Correções manuais, tarefas extras de digitação e falhas constantes; esses são alguns dos problemas apontados por atendentes de call center na China sobre os assistentes de inteligência artificial (IA) que deveriam facilitar seu trabalho, mas acabam gerando novas dificuldades. A constatação vem de um estudo feito por pesquisadores ligados à Guangxi Power Grid, uma concessionária de energia chinesa, e a várias universidades do país. Eles entrevistaram 13 atendentes, incluindo líderes de equipe e supervisores de turno, para entender como as ferramentas de IA impactam o atendimento telefônico.
Segundo o levantamento, embora os assistentes de IA aliviem algumas tarefas repetitivas, como digitação e memorização de informações, eles criam novos desafios: necessidade de aprender a lidar com o sistema, exigências de conformidade e até impactos psicológicos. Os relatos mostram que a IA comete erros frequentes na transcrição de chamadas e na identificação de números, obrigando os funcionários a inserir dados manualmente. “O assistente de IA não é tão inteligente assim. Ele entrega números picados, e eu preciso digitá-los de novo”, disse um dos entrevistados.

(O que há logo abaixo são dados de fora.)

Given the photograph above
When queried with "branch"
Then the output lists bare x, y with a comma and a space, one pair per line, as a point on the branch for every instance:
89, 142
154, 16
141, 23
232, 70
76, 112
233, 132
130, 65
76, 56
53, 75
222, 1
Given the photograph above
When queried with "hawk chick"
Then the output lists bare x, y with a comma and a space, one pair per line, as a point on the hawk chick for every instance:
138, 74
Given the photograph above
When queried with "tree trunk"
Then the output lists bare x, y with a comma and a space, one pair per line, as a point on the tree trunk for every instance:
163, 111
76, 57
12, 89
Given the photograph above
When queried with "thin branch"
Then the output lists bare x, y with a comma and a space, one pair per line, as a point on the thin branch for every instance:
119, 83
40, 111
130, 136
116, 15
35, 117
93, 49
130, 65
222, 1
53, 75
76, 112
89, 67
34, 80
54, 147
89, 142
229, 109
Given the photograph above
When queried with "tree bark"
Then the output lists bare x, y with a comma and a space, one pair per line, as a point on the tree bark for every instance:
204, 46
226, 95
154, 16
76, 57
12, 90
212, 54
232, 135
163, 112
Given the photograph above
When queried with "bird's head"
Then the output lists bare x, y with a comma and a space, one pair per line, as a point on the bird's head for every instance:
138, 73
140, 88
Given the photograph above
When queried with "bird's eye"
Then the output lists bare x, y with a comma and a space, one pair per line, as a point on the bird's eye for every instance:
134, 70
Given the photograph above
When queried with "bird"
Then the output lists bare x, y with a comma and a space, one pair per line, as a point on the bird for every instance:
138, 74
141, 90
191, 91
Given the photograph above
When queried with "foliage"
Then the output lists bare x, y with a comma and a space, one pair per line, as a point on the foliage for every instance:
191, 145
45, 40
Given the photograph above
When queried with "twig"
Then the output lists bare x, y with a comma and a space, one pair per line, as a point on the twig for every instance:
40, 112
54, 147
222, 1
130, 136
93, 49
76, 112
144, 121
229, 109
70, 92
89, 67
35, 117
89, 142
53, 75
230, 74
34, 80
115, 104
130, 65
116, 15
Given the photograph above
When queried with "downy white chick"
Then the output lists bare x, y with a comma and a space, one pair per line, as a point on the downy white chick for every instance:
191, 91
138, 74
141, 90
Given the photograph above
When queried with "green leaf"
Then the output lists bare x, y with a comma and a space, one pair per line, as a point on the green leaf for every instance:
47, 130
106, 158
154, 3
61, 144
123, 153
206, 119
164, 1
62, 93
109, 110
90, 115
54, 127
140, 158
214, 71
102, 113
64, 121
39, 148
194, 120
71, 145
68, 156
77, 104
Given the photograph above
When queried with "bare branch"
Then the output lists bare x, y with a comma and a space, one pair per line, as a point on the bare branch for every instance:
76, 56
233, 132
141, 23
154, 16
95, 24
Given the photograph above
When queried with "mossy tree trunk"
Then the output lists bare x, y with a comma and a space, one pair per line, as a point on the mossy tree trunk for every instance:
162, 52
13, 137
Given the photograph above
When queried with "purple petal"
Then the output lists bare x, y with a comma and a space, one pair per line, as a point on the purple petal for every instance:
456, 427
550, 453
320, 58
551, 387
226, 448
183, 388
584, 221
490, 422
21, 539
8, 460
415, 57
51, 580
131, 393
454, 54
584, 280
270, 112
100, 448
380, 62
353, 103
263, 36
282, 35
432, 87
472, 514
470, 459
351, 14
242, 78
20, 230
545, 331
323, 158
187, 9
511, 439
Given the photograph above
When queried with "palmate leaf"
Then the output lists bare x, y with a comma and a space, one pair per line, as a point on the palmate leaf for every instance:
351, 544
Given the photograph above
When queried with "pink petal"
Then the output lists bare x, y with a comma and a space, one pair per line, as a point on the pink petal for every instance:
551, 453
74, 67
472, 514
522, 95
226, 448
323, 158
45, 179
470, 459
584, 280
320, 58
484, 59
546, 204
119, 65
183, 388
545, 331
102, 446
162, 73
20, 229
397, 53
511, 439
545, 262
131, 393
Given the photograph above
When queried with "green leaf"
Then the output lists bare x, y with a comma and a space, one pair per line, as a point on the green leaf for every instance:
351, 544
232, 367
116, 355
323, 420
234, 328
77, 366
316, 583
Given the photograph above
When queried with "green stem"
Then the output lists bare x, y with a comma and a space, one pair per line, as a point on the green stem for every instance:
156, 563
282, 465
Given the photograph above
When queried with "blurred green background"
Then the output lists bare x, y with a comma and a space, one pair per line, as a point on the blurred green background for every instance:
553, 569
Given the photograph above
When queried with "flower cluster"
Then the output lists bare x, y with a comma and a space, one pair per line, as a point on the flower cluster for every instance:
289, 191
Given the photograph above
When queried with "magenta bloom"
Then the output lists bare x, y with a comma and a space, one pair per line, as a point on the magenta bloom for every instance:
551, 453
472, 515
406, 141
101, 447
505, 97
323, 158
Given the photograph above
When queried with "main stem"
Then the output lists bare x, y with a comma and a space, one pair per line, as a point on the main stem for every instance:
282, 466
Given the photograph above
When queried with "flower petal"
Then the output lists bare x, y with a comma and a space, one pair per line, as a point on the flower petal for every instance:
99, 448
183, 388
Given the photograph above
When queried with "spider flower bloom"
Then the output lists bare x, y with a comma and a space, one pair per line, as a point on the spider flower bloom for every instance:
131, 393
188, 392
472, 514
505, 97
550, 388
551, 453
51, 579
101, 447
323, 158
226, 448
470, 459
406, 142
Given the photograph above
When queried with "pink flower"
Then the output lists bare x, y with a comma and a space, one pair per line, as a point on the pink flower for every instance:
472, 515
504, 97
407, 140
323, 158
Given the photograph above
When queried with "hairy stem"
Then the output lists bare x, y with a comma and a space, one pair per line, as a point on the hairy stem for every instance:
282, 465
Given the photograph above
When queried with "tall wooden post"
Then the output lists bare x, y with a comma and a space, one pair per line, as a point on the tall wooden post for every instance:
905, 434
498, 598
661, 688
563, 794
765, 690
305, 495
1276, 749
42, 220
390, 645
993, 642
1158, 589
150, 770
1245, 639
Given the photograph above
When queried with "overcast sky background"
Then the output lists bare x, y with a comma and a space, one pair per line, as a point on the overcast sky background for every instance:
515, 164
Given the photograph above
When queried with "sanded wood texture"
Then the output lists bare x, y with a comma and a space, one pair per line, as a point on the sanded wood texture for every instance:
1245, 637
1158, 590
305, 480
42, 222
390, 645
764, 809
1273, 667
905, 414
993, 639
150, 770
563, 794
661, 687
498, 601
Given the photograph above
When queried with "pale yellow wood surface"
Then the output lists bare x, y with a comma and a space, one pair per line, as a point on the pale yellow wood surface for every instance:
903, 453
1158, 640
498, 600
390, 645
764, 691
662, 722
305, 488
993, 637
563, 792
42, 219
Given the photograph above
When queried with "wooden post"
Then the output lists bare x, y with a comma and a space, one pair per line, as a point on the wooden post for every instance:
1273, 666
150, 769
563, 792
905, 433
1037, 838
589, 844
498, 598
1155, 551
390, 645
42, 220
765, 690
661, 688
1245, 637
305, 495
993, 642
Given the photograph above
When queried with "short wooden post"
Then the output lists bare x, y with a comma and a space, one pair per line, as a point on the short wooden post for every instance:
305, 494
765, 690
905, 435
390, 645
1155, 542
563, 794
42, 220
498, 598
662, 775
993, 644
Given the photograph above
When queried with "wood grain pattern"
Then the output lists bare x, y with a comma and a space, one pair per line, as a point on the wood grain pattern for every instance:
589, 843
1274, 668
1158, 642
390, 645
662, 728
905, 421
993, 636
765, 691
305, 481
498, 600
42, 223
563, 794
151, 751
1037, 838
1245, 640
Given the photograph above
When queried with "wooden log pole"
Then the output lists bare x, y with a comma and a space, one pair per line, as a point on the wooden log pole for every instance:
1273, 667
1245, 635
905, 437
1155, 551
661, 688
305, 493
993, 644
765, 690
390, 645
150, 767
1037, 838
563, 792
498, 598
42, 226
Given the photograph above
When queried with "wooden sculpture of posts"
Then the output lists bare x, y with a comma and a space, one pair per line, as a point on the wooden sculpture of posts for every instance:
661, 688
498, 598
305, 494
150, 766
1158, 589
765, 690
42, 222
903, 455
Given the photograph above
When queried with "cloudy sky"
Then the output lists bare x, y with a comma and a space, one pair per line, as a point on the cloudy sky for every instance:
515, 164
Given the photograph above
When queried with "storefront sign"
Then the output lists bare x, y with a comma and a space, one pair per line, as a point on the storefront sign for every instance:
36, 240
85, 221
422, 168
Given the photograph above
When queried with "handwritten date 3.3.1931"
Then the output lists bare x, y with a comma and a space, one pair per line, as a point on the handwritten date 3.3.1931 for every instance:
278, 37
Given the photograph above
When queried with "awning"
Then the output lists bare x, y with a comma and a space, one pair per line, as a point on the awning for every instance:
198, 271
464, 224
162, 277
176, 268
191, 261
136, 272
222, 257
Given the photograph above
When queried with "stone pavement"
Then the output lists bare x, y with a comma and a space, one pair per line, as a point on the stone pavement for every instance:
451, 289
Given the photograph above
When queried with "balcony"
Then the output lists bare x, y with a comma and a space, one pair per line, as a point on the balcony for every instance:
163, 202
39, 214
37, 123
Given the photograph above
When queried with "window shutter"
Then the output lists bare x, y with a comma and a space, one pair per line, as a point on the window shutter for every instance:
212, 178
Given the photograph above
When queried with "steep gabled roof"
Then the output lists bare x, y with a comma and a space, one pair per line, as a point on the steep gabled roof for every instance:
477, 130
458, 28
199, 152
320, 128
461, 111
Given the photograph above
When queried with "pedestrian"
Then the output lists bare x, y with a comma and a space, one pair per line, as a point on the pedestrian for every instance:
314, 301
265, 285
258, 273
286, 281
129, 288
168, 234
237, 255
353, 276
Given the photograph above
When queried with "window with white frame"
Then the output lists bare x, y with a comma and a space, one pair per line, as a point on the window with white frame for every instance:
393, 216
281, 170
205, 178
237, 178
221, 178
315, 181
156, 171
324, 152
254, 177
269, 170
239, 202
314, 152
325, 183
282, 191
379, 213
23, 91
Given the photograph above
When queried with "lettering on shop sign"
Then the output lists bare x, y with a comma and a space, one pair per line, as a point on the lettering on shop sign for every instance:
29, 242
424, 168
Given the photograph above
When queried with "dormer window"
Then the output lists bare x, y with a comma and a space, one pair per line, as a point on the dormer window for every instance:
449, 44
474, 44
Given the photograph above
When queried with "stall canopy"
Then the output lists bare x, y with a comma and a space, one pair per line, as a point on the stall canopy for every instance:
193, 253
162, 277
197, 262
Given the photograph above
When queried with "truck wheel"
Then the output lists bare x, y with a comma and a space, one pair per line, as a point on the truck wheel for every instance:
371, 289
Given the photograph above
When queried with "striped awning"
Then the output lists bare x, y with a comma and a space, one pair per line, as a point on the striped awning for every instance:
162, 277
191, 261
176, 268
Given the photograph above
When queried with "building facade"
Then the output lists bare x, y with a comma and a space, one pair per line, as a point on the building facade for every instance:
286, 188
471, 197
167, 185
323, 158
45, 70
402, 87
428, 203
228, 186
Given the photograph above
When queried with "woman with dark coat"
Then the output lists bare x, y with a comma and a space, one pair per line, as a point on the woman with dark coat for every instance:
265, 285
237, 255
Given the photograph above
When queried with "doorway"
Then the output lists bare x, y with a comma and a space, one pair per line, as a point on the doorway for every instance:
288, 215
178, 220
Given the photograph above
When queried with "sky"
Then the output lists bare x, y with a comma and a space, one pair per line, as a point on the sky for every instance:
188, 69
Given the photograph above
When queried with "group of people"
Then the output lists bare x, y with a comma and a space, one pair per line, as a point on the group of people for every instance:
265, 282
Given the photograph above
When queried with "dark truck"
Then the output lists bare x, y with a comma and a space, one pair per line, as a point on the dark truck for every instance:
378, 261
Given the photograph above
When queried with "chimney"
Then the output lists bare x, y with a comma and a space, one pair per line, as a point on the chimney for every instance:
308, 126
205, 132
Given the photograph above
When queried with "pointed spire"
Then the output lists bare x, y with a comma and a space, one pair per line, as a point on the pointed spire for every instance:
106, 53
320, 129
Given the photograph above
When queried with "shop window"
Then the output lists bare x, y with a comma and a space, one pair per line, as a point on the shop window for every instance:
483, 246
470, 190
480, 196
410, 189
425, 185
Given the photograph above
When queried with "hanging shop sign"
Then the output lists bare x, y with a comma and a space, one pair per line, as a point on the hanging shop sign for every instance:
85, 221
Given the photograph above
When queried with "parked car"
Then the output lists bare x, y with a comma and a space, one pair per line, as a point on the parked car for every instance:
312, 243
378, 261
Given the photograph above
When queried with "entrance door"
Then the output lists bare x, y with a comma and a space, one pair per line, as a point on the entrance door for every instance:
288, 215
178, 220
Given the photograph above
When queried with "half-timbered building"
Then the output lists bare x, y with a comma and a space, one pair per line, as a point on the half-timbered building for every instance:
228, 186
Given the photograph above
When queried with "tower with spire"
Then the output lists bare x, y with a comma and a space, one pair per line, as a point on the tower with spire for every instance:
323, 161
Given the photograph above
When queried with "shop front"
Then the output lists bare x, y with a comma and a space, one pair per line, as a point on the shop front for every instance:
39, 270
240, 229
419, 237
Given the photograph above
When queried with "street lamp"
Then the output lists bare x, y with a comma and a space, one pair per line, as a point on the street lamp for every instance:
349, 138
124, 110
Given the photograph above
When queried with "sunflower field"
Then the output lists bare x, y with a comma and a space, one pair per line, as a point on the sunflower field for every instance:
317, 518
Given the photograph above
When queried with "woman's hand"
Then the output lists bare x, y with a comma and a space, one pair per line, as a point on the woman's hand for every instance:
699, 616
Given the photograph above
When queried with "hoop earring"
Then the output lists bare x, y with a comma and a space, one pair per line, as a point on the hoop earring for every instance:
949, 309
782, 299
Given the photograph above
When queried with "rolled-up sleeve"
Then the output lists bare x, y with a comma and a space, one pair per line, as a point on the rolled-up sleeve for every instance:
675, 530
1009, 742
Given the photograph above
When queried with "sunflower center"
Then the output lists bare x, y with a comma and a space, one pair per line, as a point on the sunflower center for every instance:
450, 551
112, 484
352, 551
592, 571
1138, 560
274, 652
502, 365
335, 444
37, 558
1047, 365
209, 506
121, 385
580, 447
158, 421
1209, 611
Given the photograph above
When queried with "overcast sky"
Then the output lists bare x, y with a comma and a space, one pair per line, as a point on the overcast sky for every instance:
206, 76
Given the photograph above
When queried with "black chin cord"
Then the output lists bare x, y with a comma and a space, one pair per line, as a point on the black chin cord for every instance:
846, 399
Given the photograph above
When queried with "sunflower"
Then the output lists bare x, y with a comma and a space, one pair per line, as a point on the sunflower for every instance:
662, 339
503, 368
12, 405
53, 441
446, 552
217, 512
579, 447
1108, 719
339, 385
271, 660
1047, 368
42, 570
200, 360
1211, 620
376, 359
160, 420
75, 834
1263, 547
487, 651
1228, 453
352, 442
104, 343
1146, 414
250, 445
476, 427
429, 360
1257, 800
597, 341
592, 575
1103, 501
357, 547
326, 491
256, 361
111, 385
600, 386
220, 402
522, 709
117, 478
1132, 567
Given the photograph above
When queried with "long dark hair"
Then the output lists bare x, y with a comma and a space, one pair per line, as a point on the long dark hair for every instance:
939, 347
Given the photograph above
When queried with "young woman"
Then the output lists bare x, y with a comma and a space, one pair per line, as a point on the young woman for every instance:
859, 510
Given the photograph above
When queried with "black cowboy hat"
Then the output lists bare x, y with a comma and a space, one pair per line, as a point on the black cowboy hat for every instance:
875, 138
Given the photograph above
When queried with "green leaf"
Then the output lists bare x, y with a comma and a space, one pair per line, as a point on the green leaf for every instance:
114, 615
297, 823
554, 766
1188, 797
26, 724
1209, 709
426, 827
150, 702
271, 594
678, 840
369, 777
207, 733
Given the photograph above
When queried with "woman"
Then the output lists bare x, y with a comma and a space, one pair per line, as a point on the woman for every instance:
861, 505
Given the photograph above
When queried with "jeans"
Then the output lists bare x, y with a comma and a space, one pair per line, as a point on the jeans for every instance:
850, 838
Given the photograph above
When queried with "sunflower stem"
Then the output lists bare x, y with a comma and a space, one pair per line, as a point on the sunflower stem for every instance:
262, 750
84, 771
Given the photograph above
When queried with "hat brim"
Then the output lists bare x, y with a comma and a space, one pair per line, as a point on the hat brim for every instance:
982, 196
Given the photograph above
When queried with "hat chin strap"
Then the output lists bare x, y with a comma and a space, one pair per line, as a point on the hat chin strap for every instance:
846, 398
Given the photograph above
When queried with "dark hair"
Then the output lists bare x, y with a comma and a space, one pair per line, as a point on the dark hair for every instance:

Outro problema é a análise emocional do cliente, que muitas vezes classifica tons de voz neutros como negativos ou não consegue diferenciar emoções com precisão. Por isso, muitos atendentes ignoram essa função. O estudo conclui que a promessa de eficiência dos sistemas de IA esbarra na realidade: ao invés de reduzir a carga de trabalho, as ferramentas forçam os atendentes a se adaptar constantemente e corrigir falhas. Para os pesquisadores, isso revela um erro comum dos designers de tecnologia, que superestimam os ganhos e subestimam o esforço necessário para usar as novas soluções.